8. Gegevensverzameling en -analyse

  1. Tel het aantal aanhankelijke bacillen en zoogdiercellen per afbeelding. Tel elke keten van bacillen als één bacterie.
  2. Plot de bacillen/cellen van het positieve controletestserum en titer (bijv. 1:10 verdunning is 10 titereenheden) om een standaardcurve te genereren in een geschikt statistiekenprogramma.
  3. Analyseer het positieve controletestserum met behulp van niet-lineaire regressiecurvefit. Analyseer vervolgens de resterende monsters met behulp van de standaardcurve van het positieve controletestserum om de overeenkomstige titers te bepalen.
    OPMERKING: Het is meestal het meest nauwkeurig om de monsterverdunningen in de buurt van het midden van de standaardcurve te kiezen bij het bepalen van titers.
  4. Bereken het geometrische gemiddelde van de monsters van elke vaccingroep. Bereken de P-waarden van log getransformeerde titers met het minste significante verschil ANOVA-analyse.

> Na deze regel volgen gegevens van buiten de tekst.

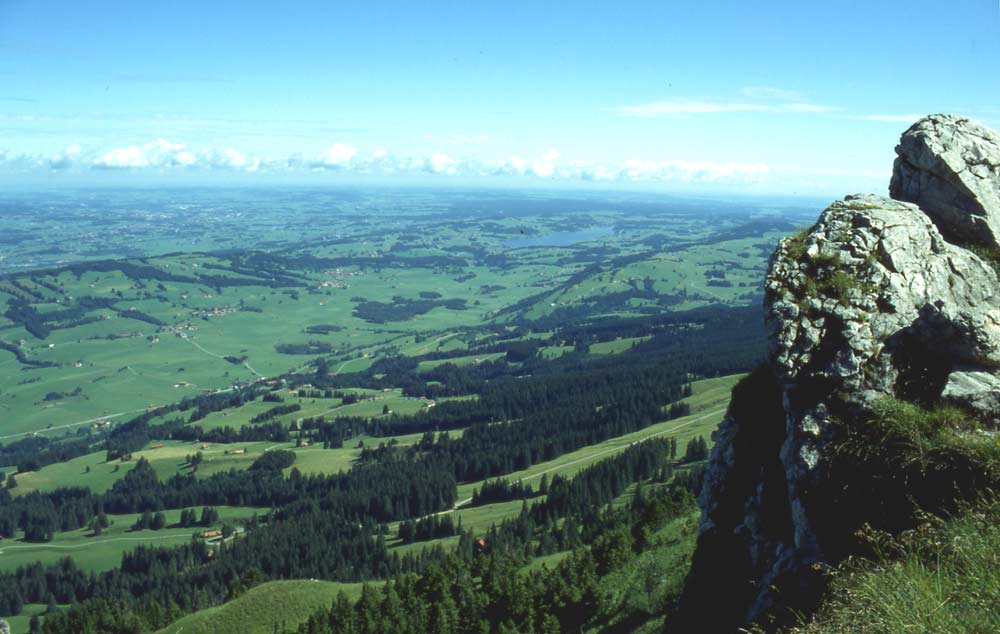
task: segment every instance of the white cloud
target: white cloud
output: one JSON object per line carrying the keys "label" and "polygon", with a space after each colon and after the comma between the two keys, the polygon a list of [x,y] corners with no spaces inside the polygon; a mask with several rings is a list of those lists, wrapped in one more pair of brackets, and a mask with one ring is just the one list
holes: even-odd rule
{"label": "white cloud", "polygon": [[351,162],[351,159],[358,153],[356,148],[343,143],[334,143],[322,156],[313,163],[313,167],[340,168]]}
{"label": "white cloud", "polygon": [[629,181],[678,181],[684,183],[761,183],[770,168],[764,163],[711,163],[697,161],[625,161],[618,178]]}
{"label": "white cloud", "polygon": [[916,123],[918,119],[923,119],[927,115],[922,114],[863,114],[848,116],[848,119],[856,121],[881,121],[883,123]]}
{"label": "white cloud", "polygon": [[575,161],[564,157],[554,148],[533,156],[512,156],[489,161],[481,158],[456,158],[440,151],[398,156],[384,148],[359,150],[337,143],[320,155],[303,158],[299,153],[262,157],[233,147],[192,148],[166,139],[99,151],[74,144],[48,156],[0,151],[0,163],[8,170],[47,169],[58,172],[79,172],[90,168],[203,173],[237,171],[305,174],[313,171],[317,174],[325,172],[354,176],[414,176],[422,173],[429,175],[428,178],[506,177],[720,185],[760,183],[769,174],[768,166],[763,163],[660,159],[632,159],[619,163]]}
{"label": "white cloud", "polygon": [[447,154],[435,152],[431,154],[427,161],[427,168],[435,174],[448,174],[449,176],[458,173],[457,161]]}
{"label": "white cloud", "polygon": [[543,178],[552,176],[555,171],[555,162],[559,159],[558,150],[549,150],[542,154],[541,158],[531,164],[531,171]]}
{"label": "white cloud", "polygon": [[76,164],[82,151],[83,148],[74,143],[48,160],[49,169],[57,172],[70,169]]}
{"label": "white cloud", "polygon": [[195,164],[196,158],[185,148],[183,143],[157,139],[144,145],[129,145],[105,152],[94,160],[93,166],[100,169],[190,167]]}
{"label": "white cloud", "polygon": [[652,103],[615,108],[623,117],[671,117],[693,114],[711,114],[719,112],[776,112],[776,113],[828,113],[839,108],[820,106],[809,103],[765,104],[751,102],[721,102],[721,101],[654,101]]}
{"label": "white cloud", "polygon": [[747,86],[740,90],[745,97],[751,99],[781,99],[784,101],[804,101],[805,96],[795,90],[785,90],[773,86]]}

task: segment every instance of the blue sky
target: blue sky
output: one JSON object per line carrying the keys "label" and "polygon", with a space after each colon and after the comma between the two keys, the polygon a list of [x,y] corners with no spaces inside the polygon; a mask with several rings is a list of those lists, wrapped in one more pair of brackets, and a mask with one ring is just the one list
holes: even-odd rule
{"label": "blue sky", "polygon": [[998,0],[0,0],[0,183],[882,193],[998,69]]}

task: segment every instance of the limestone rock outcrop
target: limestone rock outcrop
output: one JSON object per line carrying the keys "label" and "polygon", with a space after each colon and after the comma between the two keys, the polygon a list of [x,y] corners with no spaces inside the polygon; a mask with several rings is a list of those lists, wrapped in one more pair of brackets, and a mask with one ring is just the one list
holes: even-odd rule
{"label": "limestone rock outcrop", "polygon": [[1000,248],[1000,136],[932,115],[903,134],[896,154],[893,198],[916,203],[959,240]]}
{"label": "limestone rock outcrop", "polygon": [[897,152],[893,198],[837,201],[771,258],[768,360],[713,435],[680,630],[808,608],[862,526],[905,528],[907,478],[866,490],[833,455],[843,421],[891,396],[1000,424],[1000,137],[933,115]]}

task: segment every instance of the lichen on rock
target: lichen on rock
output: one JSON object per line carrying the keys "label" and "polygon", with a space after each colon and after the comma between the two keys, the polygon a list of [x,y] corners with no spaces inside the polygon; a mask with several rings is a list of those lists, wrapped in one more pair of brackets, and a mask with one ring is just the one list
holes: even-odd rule
{"label": "lichen on rock", "polygon": [[714,436],[679,629],[697,629],[687,615],[703,618],[712,588],[730,588],[735,607],[715,611],[707,630],[805,607],[862,524],[905,524],[866,518],[905,506],[870,499],[899,495],[898,483],[865,491],[836,462],[844,421],[891,397],[1000,423],[1000,282],[989,261],[1000,248],[1000,137],[933,115],[897,153],[893,198],[834,202],[771,258],[768,361],[748,379],[755,388],[734,390]]}

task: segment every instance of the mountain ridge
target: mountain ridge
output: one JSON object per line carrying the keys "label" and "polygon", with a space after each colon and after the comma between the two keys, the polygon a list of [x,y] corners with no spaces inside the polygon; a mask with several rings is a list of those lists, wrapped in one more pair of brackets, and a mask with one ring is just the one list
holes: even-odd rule
{"label": "mountain ridge", "polygon": [[[931,115],[896,152],[892,198],[834,202],[770,260],[768,358],[713,436],[681,631],[792,622],[866,553],[859,531],[898,534],[998,482],[973,445],[1000,423],[1000,137]],[[909,404],[950,412],[930,458],[912,455],[924,430],[883,425]],[[872,446],[847,451],[858,438]]]}

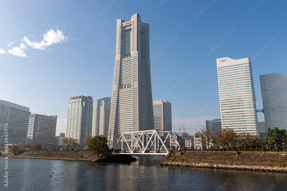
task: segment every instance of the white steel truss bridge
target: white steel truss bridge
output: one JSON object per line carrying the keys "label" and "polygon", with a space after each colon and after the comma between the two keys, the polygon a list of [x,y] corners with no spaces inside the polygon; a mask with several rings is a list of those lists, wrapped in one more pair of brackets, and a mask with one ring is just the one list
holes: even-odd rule
{"label": "white steel truss bridge", "polygon": [[[160,136],[159,133],[163,136]],[[112,154],[166,155],[170,151],[172,144],[180,147],[171,131],[154,129],[123,133]],[[166,144],[169,145],[168,149]]]}

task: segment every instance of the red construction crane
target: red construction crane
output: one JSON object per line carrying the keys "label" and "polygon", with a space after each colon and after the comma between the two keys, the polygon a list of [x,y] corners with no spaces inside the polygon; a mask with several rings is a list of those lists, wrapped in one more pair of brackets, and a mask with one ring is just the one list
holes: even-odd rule
{"label": "red construction crane", "polygon": [[184,130],[184,118],[183,118],[183,133],[185,133],[185,131]]}
{"label": "red construction crane", "polygon": [[195,130],[195,133],[197,132],[197,129],[198,128],[198,124],[199,124],[199,121],[198,121],[198,123],[197,123],[197,127],[196,127],[196,130]]}
{"label": "red construction crane", "polygon": [[179,121],[178,119],[177,120],[177,121],[179,122],[179,133],[180,133],[180,125],[179,125]]}

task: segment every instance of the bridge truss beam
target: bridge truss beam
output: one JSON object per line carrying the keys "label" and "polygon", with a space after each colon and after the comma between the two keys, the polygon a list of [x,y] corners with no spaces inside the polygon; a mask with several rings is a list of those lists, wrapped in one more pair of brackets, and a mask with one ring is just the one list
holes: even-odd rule
{"label": "bridge truss beam", "polygon": [[[161,137],[159,133],[163,133],[163,136]],[[171,131],[154,129],[123,133],[120,136],[112,154],[166,155],[171,149],[172,140],[180,147]],[[168,142],[170,145],[169,150],[166,145]]]}

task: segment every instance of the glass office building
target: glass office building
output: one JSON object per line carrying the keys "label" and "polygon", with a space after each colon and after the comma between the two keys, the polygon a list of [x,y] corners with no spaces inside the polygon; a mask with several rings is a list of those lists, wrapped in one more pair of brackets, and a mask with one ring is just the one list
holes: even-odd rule
{"label": "glass office building", "polygon": [[31,112],[28,107],[0,100],[0,143],[4,143],[5,124],[8,123],[9,144],[25,143]]}
{"label": "glass office building", "polygon": [[57,116],[48,116],[33,114],[30,115],[26,143],[41,143],[42,145],[54,145],[53,143],[47,142],[46,137],[55,137],[57,125]]}
{"label": "glass office building", "polygon": [[260,77],[266,128],[287,129],[287,76],[270,74]]}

Subscription Required. Please recommend JoVE to your librarian.

Representative Results

Deze sectie toont representatieve micrografen verzameld tijdens een OAA-experiment, samen met resultaten waaruit blijkt dat de OAA kan worden gebruikt om de biologische functie van antilichamen te onderzoeken. Hier werd de test met succes gebruikt om de werkzaamheid van een miltvuurvaccinkandidaat te evalueren. Het is van cruciaal belang om de toestand van inkapseling op de bacillen te verifiëren, omdat weinig tot geen inkapseling ervoor zorgt dat ze zich hechten aan gastheercellen, wat een hoge achtergrond oplevert. Figuur 1 is een afbeelding van B. anthracis Ames negatief bevlekt met India inkt om inkapseling te onderzoeken. OAA vereist dat meerdere aangrenzende gezichtsvelden worden verlicht en als confocale microscopie wordt gebruikt, meerdere stapels of secties. Het is dus noodzakelijk om te controleren of de bacillen niet te zwak zijn of te snel fotobleken. Figuur 2 is een afbeelding van de bacillen gelabeld met FITC. Figuur 3 toont maximale projectiebeelden van B. antracis Ames die aan de celmonolagen zijn bevestigd. Dit zijn representatieve gezichtsvelden die zijn geteld en gescoord voor de OAA. De toename van de aanhechting van bacillen geïncubeerd met PGGA-OMPC antiserum is te wijten aan de aanwezigheid van anti-capsule antilichamen die de bacillen opsoniseerden. Figuur 4 laat zien dat de serumtiters van NHP's die zijn gevaccineerd met 10 en 50 μg PGGA-OMPC significant hoger zijn dan de titers voor OMPC en PGGA alleen.

Figure 1
Figuur 1. Een india inktbeeld van vaste B. anthracis Ames. Let op de spelingszone rond de bacillen als gevolg van de aanwezigheid van capsule. Staaf = 10 μm. De foto is gemaakt op het EVOS FL geautomatiseerde microscopie systeem met 100 x 1.4 numerieke diafragma (NA) olie objectieve lens. Klik hier om een grotere versie van deze figuur te bekijken.

Figure 2
Figuur 2. Afbeeldingen van FITC gelabeld vaste B. anthracis Ames. (Links) Differentiële interferentie contrast beeld; fluorescerend beeld pseudo-gekleurd in groen (midden); samengevoegd (rechts). Staaf = 10 μm. Confocale beelden zijn gemaakt op de Zeiss 700 LSM Confocal Microscopy met 40 x 1.3 NA olie objectieve lens. Klik hier om een grotere versie van deze figuur te bekijken.

Figure 3
Figuur 3. Fluorescerende beelden van B. anthracis Ames hielden vast aan RAW 264.7 cel monolagen. De bacillen werden gevaccineerd en versterkt met (A) 10 μg PGGA-OMPC, (B) 50 μg PGGA-OMPC, (C) 50 μg PGGA alleen, of (D) OMPC alleen. Groen = B. antracis Ames, rood = RAW 264,7 cellen. Staaf = 20 μm. Brede veldbeelden zijn gemaakt op de Zeiss Axio Observer Z1 microscoop met 40 x 0,6 objectief objectief en de Axio Cam HRc camera. Klik hier om een grotere versie van deze figuur te bekijken.

Figure 4
Figuur 4. Opsono-therapie titers van NHP's gevaccineerd met 10 μg PGGA-OMPC, 50 μg PGGA-OMPC, 50 μg PGGA alleen, of OMPC alleen. De geometrische middelen van 5 dieren per groep worden in kaart gebracht. Foutbalken geven SEM aan. *p ≤ 0,001 in vergelijking met PGGA alleen. De p-waarden werden berekend met behulp van ANOVA met LSD posthoc-test. De gegevens zijn oorspronkelijk gepubliceerd in Chabot, et al., 201620. Klik hier om een grotere versie van deze figuur te bekijken.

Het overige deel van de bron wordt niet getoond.